It is contracted to always be on HDNet.


----------



## leesweet (Mar 13, 2004)

For tonight's launch, do we (USA) see it or not?! It's sked'd for 8:47 EST, but see below's excerpt from HDNet's site: does that 'second break' comment mean we are good to go? I'd rather see more than a few minutes, but I'll take what I can get!  (*Love* NASA TV: wish it was HD!)

Today
7:00 PM ET

NASA coverage today on HDNet: Live NASA coverage during half-time of The Wooden Classic. One hour of live coverage from 7 PM - 8 PM ET. Live coverage during the first period break of the NHL game between the Chicago Blackhawks & Minnesota Wild.
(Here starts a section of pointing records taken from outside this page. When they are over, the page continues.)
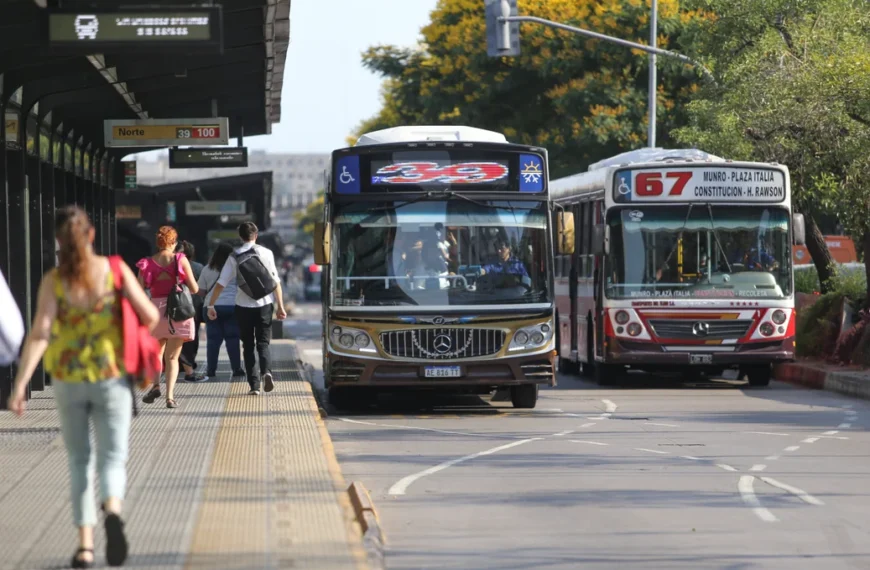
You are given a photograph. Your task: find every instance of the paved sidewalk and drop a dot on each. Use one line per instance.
(822, 376)
(226, 481)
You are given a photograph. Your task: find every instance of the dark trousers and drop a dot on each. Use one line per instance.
(224, 329)
(255, 326)
(191, 348)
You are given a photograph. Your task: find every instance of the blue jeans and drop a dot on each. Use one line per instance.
(110, 405)
(223, 329)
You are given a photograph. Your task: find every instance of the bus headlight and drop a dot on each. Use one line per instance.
(531, 337)
(351, 339)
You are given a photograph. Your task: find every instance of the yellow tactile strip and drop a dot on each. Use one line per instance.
(271, 498)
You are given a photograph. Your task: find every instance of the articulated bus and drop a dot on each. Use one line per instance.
(436, 248)
(683, 263)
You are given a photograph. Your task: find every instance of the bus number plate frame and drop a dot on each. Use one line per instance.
(442, 372)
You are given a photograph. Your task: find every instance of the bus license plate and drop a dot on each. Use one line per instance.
(443, 372)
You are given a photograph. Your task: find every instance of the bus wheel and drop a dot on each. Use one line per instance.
(524, 396)
(759, 376)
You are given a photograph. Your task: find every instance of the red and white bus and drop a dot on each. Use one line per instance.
(682, 263)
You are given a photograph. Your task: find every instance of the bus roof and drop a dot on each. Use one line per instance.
(430, 133)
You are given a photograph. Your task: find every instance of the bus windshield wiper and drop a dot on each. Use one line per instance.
(716, 237)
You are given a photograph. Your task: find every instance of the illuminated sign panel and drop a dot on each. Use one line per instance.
(167, 132)
(231, 157)
(179, 27)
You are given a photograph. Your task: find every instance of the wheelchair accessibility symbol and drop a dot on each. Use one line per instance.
(345, 177)
(623, 188)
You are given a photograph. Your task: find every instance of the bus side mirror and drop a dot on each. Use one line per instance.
(565, 231)
(798, 229)
(599, 239)
(321, 243)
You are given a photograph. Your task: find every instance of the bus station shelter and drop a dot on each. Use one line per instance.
(56, 91)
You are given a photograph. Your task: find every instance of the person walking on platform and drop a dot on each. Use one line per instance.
(225, 328)
(190, 349)
(77, 327)
(253, 269)
(160, 274)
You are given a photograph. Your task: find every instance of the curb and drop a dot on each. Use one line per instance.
(846, 383)
(367, 517)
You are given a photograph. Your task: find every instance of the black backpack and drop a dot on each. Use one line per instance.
(179, 304)
(253, 277)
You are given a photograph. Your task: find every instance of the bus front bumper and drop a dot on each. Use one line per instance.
(511, 371)
(641, 353)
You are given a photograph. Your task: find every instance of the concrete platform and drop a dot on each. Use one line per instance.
(225, 481)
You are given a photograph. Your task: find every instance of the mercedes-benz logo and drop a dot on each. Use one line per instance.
(701, 328)
(442, 344)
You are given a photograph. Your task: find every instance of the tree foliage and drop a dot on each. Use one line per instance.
(795, 89)
(582, 99)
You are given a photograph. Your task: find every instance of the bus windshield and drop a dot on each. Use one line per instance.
(698, 251)
(440, 253)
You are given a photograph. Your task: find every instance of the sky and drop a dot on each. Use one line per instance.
(327, 92)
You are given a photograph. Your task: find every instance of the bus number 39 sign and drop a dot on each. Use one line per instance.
(431, 173)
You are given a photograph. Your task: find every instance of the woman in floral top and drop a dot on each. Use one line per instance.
(78, 328)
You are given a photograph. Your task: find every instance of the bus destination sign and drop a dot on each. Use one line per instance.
(166, 132)
(229, 157)
(196, 27)
(702, 184)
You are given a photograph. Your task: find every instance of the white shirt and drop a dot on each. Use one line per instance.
(208, 279)
(228, 275)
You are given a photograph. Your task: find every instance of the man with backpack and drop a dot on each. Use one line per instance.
(253, 268)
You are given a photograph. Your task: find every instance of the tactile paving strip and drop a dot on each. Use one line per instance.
(226, 480)
(271, 475)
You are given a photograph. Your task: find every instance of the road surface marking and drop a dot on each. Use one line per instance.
(801, 494)
(747, 493)
(492, 436)
(402, 485)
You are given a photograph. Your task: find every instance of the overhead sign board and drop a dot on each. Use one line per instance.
(701, 184)
(148, 28)
(226, 208)
(229, 157)
(166, 132)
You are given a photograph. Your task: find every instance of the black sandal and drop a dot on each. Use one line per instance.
(78, 562)
(116, 540)
(152, 395)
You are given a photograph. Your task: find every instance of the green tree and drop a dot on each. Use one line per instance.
(582, 99)
(794, 89)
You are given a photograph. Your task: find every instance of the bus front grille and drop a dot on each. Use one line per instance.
(715, 329)
(442, 343)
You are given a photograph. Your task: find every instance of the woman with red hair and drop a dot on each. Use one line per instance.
(160, 274)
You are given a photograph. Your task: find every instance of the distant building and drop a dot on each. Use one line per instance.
(296, 179)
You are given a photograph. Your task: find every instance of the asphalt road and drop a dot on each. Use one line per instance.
(653, 474)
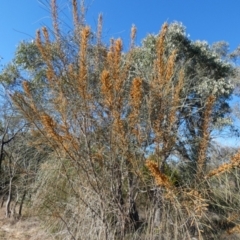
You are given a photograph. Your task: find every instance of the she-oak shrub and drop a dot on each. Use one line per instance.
(99, 181)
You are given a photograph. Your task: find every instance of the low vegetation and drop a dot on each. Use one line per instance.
(102, 143)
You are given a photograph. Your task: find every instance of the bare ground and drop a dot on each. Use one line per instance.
(27, 228)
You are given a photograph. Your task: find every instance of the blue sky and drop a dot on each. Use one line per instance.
(212, 21)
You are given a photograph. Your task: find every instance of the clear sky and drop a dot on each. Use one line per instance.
(210, 20)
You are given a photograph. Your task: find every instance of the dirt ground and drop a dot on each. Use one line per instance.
(27, 228)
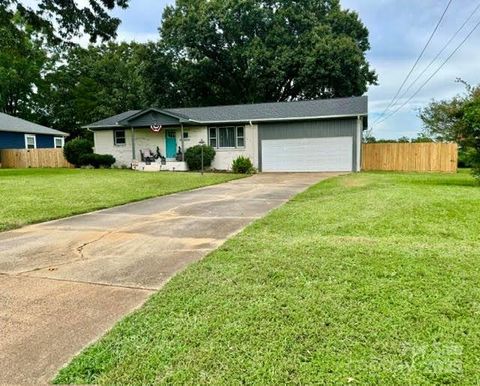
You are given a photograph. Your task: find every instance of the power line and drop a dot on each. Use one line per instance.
(439, 54)
(394, 99)
(431, 76)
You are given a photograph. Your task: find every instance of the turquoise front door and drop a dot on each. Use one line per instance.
(171, 143)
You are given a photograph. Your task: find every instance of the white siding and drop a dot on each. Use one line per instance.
(145, 138)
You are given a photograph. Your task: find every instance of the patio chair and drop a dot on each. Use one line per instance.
(147, 156)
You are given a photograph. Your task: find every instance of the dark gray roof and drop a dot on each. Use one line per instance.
(323, 108)
(18, 125)
(113, 121)
(280, 110)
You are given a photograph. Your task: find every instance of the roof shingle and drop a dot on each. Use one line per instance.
(321, 108)
(18, 125)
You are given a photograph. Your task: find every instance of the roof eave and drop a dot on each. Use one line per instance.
(160, 111)
(286, 119)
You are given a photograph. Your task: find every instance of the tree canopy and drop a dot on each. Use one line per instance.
(457, 119)
(247, 51)
(209, 52)
(64, 19)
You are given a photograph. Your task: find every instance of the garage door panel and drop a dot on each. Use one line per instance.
(307, 154)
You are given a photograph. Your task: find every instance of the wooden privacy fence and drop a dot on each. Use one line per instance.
(33, 158)
(410, 157)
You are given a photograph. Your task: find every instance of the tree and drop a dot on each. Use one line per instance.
(246, 51)
(63, 19)
(96, 82)
(22, 61)
(458, 120)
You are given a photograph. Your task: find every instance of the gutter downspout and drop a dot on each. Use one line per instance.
(133, 144)
(183, 142)
(359, 143)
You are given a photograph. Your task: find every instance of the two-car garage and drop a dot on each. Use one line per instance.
(330, 145)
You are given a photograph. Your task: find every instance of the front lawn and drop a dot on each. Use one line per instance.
(366, 279)
(33, 195)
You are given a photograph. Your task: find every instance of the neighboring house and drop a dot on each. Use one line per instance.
(16, 133)
(304, 136)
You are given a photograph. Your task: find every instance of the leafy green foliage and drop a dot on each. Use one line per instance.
(242, 165)
(22, 60)
(232, 51)
(321, 291)
(466, 157)
(422, 137)
(61, 20)
(97, 160)
(95, 83)
(457, 119)
(193, 156)
(75, 149)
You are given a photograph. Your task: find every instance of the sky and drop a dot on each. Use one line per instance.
(399, 29)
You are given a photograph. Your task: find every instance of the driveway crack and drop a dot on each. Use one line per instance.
(81, 248)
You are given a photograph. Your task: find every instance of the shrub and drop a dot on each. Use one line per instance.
(193, 156)
(97, 160)
(242, 165)
(466, 157)
(76, 148)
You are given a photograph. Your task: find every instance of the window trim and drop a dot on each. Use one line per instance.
(34, 141)
(216, 138)
(62, 139)
(115, 143)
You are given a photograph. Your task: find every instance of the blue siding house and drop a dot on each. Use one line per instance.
(17, 133)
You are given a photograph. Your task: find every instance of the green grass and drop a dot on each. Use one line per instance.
(34, 195)
(364, 279)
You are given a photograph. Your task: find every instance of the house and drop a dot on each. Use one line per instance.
(17, 133)
(302, 136)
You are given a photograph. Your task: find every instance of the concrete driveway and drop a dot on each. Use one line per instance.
(65, 282)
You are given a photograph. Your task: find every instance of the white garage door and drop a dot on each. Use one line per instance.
(307, 155)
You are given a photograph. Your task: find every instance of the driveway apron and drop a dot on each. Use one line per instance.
(64, 283)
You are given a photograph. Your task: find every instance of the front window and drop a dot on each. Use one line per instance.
(212, 134)
(59, 142)
(119, 138)
(30, 141)
(226, 137)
Note: If the shuttle launch happens during the second period of the hockey game, hockey viewers will see the launch during the break after the second period.

For Canada --- HDNet brings viewers in Canada uninterrupted NASA coverage from 7 PM - 9 PM ET. more... [the "more..." doesn't say anything....]


----------



## ebonovic (Jul 24, 2001)

You also have the NASA channel, if you "MUST" see it live.


----------



## leesweet (Mar 13, 2004)

Well, yeah, of course, but it's not the same... 
I always watch the NASA channel, but was looking forward to the first only HDNET broadcast, Oh, well...

(Heck, been watching NASA liftoffs since NBC and Frank McGee... how does *that* date me?  )


Edit: HDNET will show the liftoff 'during the seccind break of the hockey game'. Not being a hockey fan, no idea what that means. Also, there is a possibility of a weather-related delay, as usual.


----------